When I checked on him this morning, I discovered that he hadn't even finished picking out a movie before he passed out in his chair. Thank goodness! He slept like a baby the entire night and didn't wake up in pain or needing anything. 

But despite things going rather smoothly, I've had to quietly sneak upstairs a few times today to push against an anxiety attack I could feel bubbling up in my chest. His nose is much more tender and sore today (as to be expected) and I'm actually making myself sick just thinking about what he's going through. It's sad that he's handling his surgery better than I am, but that's just the way it goes.

Clayton is the perfect patient. Despite being ridiculously uncomfortable, he still remains sweet as pie. He never complains and shows his appreciation for everything, including just refilling his water glass. My love is handling this like a champ. 

This afternoon I stole a little bit of time to go for a run (how could I not? It was 65 degrees today and SUNNY!) and afterwards I drove to Sonic to pick up a chocolate milkshake for Clayton. (Milkshakes really help ease the pain in his throat from the breathing tube they put in during the surgery. Thankfully Clayton can't remember having the tube put in or taken out, and that's a huge relief because that's actually the part of this whole thing that freaked me out the most!) While I waited for his shake to be made, I perused web forums and discussion boards on my phone and almost threw up reading about the pain and unpleasantries other people went through when they had a similar procedure done. I immediately put my phone down and made a mental note that I'm not allowed to Google anything but "cute puppies doing cute things" from here on out.

I'm nursing my little heart out and am trying so darn hard to take care of him, but I have a lingering fear that I'm going to screw something up. He has literally a dozen different medicines that all have to be taken at different times and I've had to chart them so I can keep it all straight. He's relying on me and only me and while that's a major turn-on for my wifey ego, it scares the poop out of me because I don't want to let him down.

Leave it to me to make his surgery more about me than it is about him. That is my way ...

Our friends and family have been incredibly supportive of this entire experience and while I was anxiously waiting for Clayton to come out of surgery, my phone kept pinging with text messages and emails letting me know that we were being thought of. What's most touching is that we've had dinner provided for us for the past two nights. Ireli made us a yummy meatloaf dinner with all the trimmings on Friday, and just tonight Dan and Emily had a pizza delivered to our house. These gestures meant so much to both Clayton and I, and I think I speak for both of us when I say that we have awesome friends. 

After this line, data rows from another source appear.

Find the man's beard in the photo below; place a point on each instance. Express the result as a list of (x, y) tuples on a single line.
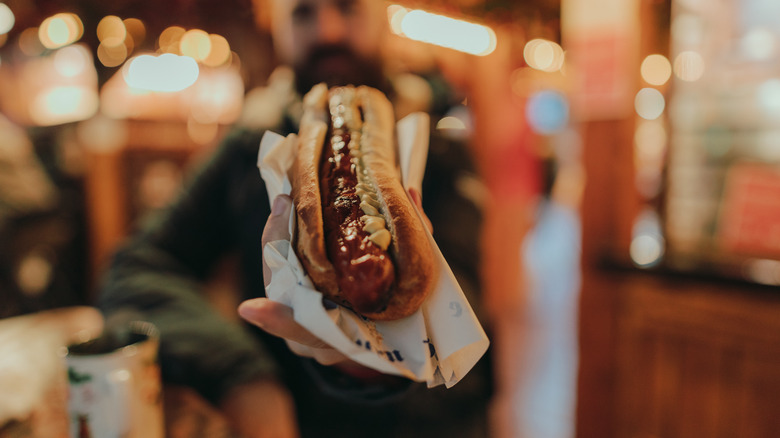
[(338, 65)]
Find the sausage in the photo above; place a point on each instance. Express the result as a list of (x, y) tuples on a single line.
[(358, 236)]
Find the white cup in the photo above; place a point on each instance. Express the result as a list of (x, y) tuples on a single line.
[(115, 386)]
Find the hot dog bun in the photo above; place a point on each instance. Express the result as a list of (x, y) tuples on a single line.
[(363, 118)]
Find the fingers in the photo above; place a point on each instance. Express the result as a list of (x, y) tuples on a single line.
[(325, 356), (277, 319)]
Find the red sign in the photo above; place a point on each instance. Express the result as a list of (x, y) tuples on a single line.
[(750, 213)]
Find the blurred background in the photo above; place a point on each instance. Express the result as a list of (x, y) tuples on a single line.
[(629, 158)]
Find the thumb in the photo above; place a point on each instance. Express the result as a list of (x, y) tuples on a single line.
[(277, 226)]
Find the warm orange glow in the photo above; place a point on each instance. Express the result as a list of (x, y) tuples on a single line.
[(544, 55), (112, 52), (72, 61), (170, 39), (29, 43), (7, 19), (443, 31), (649, 103), (135, 30), (111, 28), (656, 69), (689, 66), (166, 73), (196, 44), (220, 53), (60, 30), (58, 105)]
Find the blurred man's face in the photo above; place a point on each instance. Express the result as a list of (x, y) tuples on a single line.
[(335, 41)]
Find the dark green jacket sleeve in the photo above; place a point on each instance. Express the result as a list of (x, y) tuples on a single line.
[(159, 275)]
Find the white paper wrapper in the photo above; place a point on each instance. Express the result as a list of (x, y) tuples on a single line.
[(438, 344)]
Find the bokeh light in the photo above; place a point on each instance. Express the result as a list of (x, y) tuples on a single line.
[(57, 105), (649, 103), (29, 43), (220, 53), (111, 27), (72, 60), (112, 52), (689, 66), (196, 44), (395, 15), (7, 19), (656, 69), (647, 243), (170, 39), (165, 73), (450, 122), (543, 55), (547, 111), (135, 30), (60, 30), (443, 31)]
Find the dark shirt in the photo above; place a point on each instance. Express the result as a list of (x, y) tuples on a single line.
[(159, 274)]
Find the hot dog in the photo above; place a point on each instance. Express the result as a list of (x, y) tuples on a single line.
[(357, 234)]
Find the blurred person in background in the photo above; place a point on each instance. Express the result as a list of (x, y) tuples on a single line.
[(260, 386)]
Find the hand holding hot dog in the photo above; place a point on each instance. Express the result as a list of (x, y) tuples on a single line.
[(358, 236)]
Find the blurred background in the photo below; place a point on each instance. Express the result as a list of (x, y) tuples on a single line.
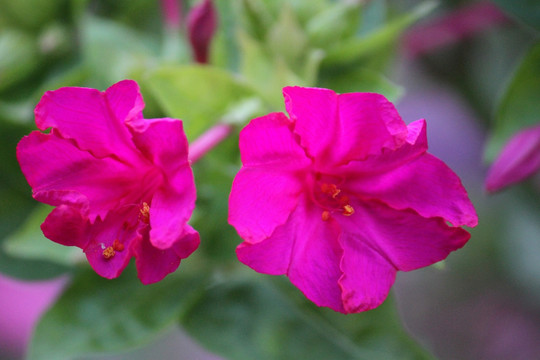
[(450, 62)]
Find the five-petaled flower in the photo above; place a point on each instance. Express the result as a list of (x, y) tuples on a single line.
[(122, 185), (519, 159), (342, 195)]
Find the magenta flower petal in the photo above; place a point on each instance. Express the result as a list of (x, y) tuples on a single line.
[(367, 275), (370, 201), (279, 189), (260, 201), (60, 173), (154, 264), (314, 114), (437, 193), (106, 236), (303, 249), (276, 146), (67, 226), (171, 208), (93, 119), (407, 240), (415, 145), (120, 183), (325, 122), (519, 159), (371, 119), (173, 202)]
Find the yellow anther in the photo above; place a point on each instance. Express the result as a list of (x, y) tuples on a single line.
[(325, 215), (348, 210), (144, 213), (330, 189), (117, 245), (108, 252)]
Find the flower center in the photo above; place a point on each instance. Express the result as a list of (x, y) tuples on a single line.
[(110, 251), (144, 213), (331, 198)]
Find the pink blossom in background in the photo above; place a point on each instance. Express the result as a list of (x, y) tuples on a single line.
[(519, 159), (201, 27), (341, 195), (172, 14), (21, 305), (122, 185), (451, 28)]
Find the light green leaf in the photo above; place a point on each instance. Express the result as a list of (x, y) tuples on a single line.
[(267, 73), (369, 46), (199, 95), (97, 315), (362, 80), (519, 106), (335, 23), (31, 14), (112, 51), (28, 242), (19, 57), (286, 39), (255, 17), (255, 320)]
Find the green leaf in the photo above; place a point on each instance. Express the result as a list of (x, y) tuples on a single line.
[(31, 14), (286, 39), (519, 106), (255, 17), (19, 57), (371, 45), (361, 80), (199, 95), (112, 51), (267, 73), (334, 24), (528, 11), (28, 242), (255, 320), (98, 315)]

However, with the good comes the bad and right after I had given Clay a dose of pain meds and got him ready for a nap this morning, I received a phone call that his Uncle Mike passed away about a half an hour earlier. He had been in a hospice for the past several days and around 11:00 a.m., surrounded by family, his body succumbed to the complications surrounding his cancer.

Nancy, his daughter, broke the news so beautifully in her Caring Bridge webpage earlier this afternoon by saying that "his soul left the earth". I've heard that phrasing before, but something about reading it today really struck a chord with me. In the midst of tragedy and boundless grief, there is always joy in knowing that earthly goodbyes are not permanent goodbyes. Mike is with his Savior, free of pain, and we will see him again. 

So that's just a general update of what's been going on in our household the past few days. It's been trying, but all things considered, Clayton's recovery is going remarkably well so far. I pray that he continues to be in high spirits and that his pain stays at a minimal level. He said he can already breathe so much better and we're both really excited to see how much better it will be once his stitches dissolve and all the gunk clears out. 

Thank you all for your well wishes and messages and dinners over the past 48 hours. It means the world to us and we know that all of his discomfort will be well worth it in the end!

I hope you enjoy the rest of your weekend!